Raising the matter in yesterday’s meeting of the Welsh Parliament, Mr Isherwood called on the Minister, Kirsty Williams MS, to clarify the Welsh Government’s guidance for such situations.
“When the Welsh Government first advised schools to close in response to the COVID-19 outbreak, it stated that this was with the exception of making provision for children who are vulnerable, or whose parents are critical to the COVID-19 response. Welsh Government Guidance stated that vulnerable children included those with care and support or support plans and those with Statements of special educational needs. However, I was then contacted by several affected Flintshire families - but not by families anywhere else - denied provision on the incorrect grounds that the parents also had to be key workers. The Council there only backed down several weeks later after I obtained a definitive statement from the Welsh Government.
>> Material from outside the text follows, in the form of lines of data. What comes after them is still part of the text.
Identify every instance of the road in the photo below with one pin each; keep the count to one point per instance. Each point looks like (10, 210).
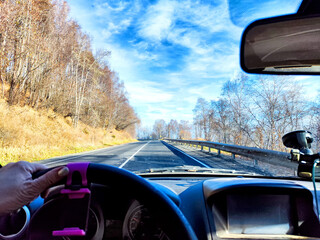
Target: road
(132, 156)
(145, 155)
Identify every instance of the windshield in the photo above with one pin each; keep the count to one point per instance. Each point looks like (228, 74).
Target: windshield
(84, 75)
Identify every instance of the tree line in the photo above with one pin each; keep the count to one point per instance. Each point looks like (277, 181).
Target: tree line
(251, 111)
(46, 61)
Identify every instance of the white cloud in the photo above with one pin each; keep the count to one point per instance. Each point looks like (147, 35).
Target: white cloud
(156, 23)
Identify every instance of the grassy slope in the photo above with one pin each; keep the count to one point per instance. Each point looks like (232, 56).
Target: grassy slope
(27, 134)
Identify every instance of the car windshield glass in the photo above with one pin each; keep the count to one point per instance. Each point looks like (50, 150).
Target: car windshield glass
(80, 75)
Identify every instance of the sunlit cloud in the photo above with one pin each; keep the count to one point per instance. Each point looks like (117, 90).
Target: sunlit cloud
(168, 53)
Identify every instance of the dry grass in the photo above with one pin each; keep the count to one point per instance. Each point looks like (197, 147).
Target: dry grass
(27, 134)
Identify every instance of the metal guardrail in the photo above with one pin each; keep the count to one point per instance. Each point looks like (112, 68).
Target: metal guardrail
(263, 155)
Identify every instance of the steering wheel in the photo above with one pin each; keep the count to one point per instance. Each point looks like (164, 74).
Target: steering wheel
(168, 215)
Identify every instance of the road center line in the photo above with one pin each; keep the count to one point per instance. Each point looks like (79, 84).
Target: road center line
(122, 165)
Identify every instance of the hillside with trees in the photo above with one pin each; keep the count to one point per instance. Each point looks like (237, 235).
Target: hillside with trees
(47, 63)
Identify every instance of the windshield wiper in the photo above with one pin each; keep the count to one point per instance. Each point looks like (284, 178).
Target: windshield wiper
(194, 169)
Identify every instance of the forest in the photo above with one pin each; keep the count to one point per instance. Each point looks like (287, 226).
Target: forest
(250, 111)
(47, 62)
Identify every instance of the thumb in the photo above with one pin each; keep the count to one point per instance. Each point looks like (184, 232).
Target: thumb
(50, 178)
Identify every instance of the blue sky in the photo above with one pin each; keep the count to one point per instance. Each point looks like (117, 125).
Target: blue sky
(169, 53)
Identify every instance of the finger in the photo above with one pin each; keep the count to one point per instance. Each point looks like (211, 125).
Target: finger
(50, 178)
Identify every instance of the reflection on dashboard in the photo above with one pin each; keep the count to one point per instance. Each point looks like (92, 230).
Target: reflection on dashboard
(139, 224)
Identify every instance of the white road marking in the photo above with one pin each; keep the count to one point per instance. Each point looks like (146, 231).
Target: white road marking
(122, 165)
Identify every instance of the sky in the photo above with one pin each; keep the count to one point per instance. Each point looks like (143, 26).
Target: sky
(169, 53)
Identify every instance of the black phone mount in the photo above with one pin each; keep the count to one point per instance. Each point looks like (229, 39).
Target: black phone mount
(300, 142)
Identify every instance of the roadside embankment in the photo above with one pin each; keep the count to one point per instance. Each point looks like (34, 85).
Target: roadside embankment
(31, 135)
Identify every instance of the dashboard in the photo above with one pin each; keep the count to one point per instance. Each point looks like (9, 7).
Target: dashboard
(216, 208)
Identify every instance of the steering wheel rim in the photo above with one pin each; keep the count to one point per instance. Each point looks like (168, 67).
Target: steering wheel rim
(169, 216)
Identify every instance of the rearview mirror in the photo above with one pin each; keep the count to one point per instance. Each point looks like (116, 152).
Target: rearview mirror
(282, 45)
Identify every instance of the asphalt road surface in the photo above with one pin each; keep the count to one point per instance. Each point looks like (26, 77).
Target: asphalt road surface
(132, 156)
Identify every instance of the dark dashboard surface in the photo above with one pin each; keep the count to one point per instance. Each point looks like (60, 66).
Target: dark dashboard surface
(216, 208)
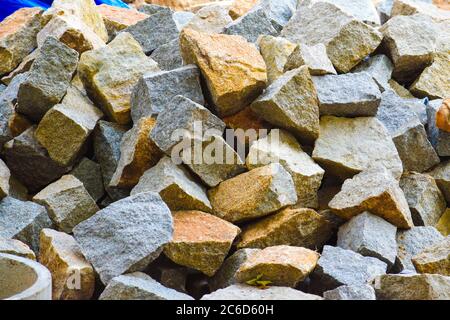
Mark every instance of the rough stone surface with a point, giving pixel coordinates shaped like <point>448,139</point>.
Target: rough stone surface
<point>110,73</point>
<point>175,185</point>
<point>140,223</point>
<point>347,95</point>
<point>200,241</point>
<point>412,242</point>
<point>370,236</point>
<point>407,132</point>
<point>355,292</point>
<point>284,266</point>
<point>138,153</point>
<point>154,91</point>
<point>30,163</point>
<point>60,253</point>
<point>374,190</point>
<point>425,200</point>
<point>412,287</point>
<point>435,259</point>
<point>348,146</point>
<point>38,93</point>
<point>67,201</point>
<point>182,116</point>
<point>337,267</point>
<point>220,55</point>
<point>139,286</point>
<point>291,103</point>
<point>255,194</point>
<point>23,221</point>
<point>280,146</point>
<point>348,40</point>
<point>294,227</point>
<point>18,37</point>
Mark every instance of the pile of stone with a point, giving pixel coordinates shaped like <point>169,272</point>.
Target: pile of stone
<point>341,191</point>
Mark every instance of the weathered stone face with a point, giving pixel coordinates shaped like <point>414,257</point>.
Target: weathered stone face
<point>220,55</point>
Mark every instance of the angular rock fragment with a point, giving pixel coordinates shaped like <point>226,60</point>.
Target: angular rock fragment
<point>220,55</point>
<point>315,57</point>
<point>407,132</point>
<point>109,75</point>
<point>254,194</point>
<point>138,153</point>
<point>348,146</point>
<point>67,201</point>
<point>200,241</point>
<point>73,277</point>
<point>291,103</point>
<point>374,190</point>
<point>412,242</point>
<point>348,41</point>
<point>17,248</point>
<point>90,174</point>
<point>412,287</point>
<point>183,119</point>
<point>294,227</point>
<point>434,259</point>
<point>65,128</point>
<point>347,95</point>
<point>140,223</point>
<point>280,146</point>
<point>38,93</point>
<point>30,163</point>
<point>18,37</point>
<point>244,292</point>
<point>283,266</point>
<point>23,220</point>
<point>175,185</point>
<point>154,91</point>
<point>355,292</point>
<point>337,267</point>
<point>425,200</point>
<point>370,236</point>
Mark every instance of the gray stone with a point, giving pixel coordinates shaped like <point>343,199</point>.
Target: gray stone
<point>370,236</point>
<point>441,175</point>
<point>338,267</point>
<point>244,292</point>
<point>407,132</point>
<point>175,185</point>
<point>355,292</point>
<point>168,56</point>
<point>155,91</point>
<point>107,138</point>
<point>139,286</point>
<point>126,236</point>
<point>90,174</point>
<point>23,220</point>
<point>30,163</point>
<point>154,31</point>
<point>348,40</point>
<point>412,287</point>
<point>440,139</point>
<point>226,275</point>
<point>348,95</point>
<point>183,114</point>
<point>379,67</point>
<point>347,146</point>
<point>426,201</point>
<point>412,242</point>
<point>68,203</point>
<point>291,103</point>
<point>48,79</point>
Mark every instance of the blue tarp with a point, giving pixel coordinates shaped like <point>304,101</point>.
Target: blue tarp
<point>8,7</point>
“How do you therefore respond to the Solicitor representing families across Wales who has contacted me, stating they have ‘a legal case, raising the issue of when an Autistic child should be schooled at home or in the special school that the child normally attends. The child's parents want the child to go to school, as they can't cope’ - and asking ‘does the Welsh Government Guidance allow children with Autism SEN or additional learning needs to attend school if home schooling is a problem for parents?’?”
In her response the Minister said:
“Quite rightly, as you identify, schools continue to provide education on site for vulnerable children and children of critical workers. The two are mutually exclusive; you do not need to be a child with additional learning needs and the child of a key worker to access that provision.
“There is considerable flexibility with regard to vulnerability, but we are very clear that, where at all possible, vulnerable children should be able to access face-to-face learning. But, if you would like to write me, I will do my very best to endeavour to help you once again.”